France | France, Cour administrative d'appel de Bordeaux, 1ère chambre, 22 septembre 2022, 21BX00454


Vu la procédure suivante :

Procédure contentieuse antérieure :

M. C... D... et Mme B... D... épouse A... ont demandé au tribunal administratif de Bordeaux d'annuler la délibération du 7 mars 2019 portant approbation de la révision du plan local d'urbanisme de la commune de Belin-Beliet en tant que cette délibération classe en zones NF et NP les parcelles cadastrées BO 84, BO 85 et BO 86 leur appartenant ainsi que la décision implicite par laquelle la communauté de communes du Val de l'Eyre a rejeté leur demande tendant à l'abrogation, dans cette mesure, de cette d

libération.

Par un jugement n° 1905298 du 10 décembre 2020, le tribunal ...

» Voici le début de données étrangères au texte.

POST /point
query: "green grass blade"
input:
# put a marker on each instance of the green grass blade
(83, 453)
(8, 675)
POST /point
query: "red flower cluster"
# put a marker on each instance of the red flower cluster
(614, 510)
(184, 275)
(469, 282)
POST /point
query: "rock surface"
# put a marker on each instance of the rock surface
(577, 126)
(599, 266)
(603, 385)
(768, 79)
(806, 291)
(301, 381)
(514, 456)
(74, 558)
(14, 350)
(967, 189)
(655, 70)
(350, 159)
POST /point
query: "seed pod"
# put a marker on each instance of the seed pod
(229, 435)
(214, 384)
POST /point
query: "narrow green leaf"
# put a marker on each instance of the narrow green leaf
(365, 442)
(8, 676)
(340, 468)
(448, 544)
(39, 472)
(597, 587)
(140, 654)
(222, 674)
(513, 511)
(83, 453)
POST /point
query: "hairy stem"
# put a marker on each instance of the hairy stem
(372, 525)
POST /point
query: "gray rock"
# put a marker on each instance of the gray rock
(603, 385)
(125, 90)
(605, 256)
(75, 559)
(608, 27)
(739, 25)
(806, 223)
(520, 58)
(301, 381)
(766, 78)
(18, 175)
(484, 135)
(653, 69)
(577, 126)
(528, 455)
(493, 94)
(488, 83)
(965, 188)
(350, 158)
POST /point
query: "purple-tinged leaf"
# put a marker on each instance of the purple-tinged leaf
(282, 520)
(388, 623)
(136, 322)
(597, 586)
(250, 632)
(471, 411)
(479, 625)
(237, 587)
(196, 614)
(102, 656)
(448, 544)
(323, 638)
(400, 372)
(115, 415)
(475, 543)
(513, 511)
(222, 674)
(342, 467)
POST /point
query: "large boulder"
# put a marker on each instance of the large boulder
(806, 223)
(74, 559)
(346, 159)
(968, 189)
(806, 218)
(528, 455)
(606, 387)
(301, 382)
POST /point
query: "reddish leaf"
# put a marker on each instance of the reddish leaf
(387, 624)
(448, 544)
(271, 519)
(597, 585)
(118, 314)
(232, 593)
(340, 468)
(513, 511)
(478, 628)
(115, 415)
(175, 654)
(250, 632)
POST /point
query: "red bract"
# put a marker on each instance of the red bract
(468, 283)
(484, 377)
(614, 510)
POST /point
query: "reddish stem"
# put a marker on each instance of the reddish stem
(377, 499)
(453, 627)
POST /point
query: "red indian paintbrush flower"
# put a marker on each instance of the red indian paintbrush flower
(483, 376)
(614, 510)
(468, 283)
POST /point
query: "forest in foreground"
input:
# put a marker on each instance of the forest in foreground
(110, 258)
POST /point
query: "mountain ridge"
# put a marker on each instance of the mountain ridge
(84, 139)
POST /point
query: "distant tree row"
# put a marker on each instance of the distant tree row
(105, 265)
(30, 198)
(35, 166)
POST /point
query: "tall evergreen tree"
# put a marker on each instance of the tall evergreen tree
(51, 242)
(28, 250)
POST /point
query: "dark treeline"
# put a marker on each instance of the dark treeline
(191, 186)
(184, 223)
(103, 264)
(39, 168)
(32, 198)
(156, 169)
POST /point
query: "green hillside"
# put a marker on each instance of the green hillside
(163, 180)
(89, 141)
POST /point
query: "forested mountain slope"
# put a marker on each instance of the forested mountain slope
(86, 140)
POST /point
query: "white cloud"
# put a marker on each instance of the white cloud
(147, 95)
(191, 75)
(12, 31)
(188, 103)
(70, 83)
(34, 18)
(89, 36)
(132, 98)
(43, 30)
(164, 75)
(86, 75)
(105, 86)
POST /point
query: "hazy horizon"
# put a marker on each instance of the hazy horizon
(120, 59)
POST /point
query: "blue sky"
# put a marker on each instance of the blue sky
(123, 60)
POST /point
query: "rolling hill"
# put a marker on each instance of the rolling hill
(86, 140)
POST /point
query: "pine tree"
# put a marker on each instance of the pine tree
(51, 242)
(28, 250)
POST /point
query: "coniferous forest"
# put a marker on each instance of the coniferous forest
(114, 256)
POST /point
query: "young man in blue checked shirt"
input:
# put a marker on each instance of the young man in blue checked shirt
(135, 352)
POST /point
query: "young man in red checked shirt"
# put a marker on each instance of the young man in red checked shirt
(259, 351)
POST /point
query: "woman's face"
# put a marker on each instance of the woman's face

Vu la procédure suivante :

Procédure contentieuse antérieure :

M. C... D... et Mme B... D... épouse A... ont demandé au tribunal administratif de Bordeaux d'annuler la délibération du 7 mars 2019 portant approbation de la révision du plan local d'urbanisme de la commune de Belin-Beliet en tant que cette délibération classe en zones NF et NP les parcelles cadastrées BO 84, BO 85 et BO 86 leur appartenant ainsi que la décision implicite par laquelle la communauté de communes du Val de l'Eyre a rejeté leur demande tendant à l'abrogation, dans cette mesure, de cette délibération.

Par un jugement n° 1905298 du 10 décembre 2020, le tribunal administratif de Bordeaux a rejeté leur demande.

Procédure devant la cour :

Par une requête et un mémoire, enregistrés le 8 février 2021 et le 19 mai 2022, M. D... et Mme A..., représentés par Me Ferrant, demandent à la cour, dans le dernier état de leurs écritures :

1°) d'annuler ce jugement ;

2°) d'annuler la délibération du 7 mars 2019 et la décision de rejet de leur demande d'abrogation de cette délibération en tant qu'elle a classé les parcelles BO 84 et BO 85 en zone NF et la parcelle BO 86 en zone NP ;

3°) d'abroger la délibération du 7 mars 2019 en tant qu'elle a classé les parcelles BO 84 et BO 85 en zone NF et la parcelle BO 86 en zone NP ;

4°) d'enjoindre au président de la communauté de communes du Val de l'Eyre d'abroger le plan local d'urbanisme de Belin-Beliet en tant qu'il classe les parcelles BO 84 et BO 85 en zone NF et la parcelle BO 86 en zone NP et de les classer en zone urbaine, dans un délai d'un mois sous astreinte de 60 euros par jour de retard ; à titre subsidiaire de réexaminer leur classement ;

5°) de mettre à la charge de la communauté de communes du Val de l'Eyre la somme de 3 000 euros au titre de l'article L. 761-1 du code de justice administrative.

Ils soutiennent que :

- leur demande de première instance était recevable;

- le classement de ces parcelles est entaché d'erreur manifeste d'appréciation;

- ce classement n'est pas justifié au regard du règlement du plan local d'urbanisme ;

- il est incompatible avec le rapport de présentation du plan local d'urbanisme ;

- il n'est pas compatible avec les objectifs du projet d'aménagement et de développement durables ;

- les caractéristiques de leurs parcelles justifient un classement en zone urbaine.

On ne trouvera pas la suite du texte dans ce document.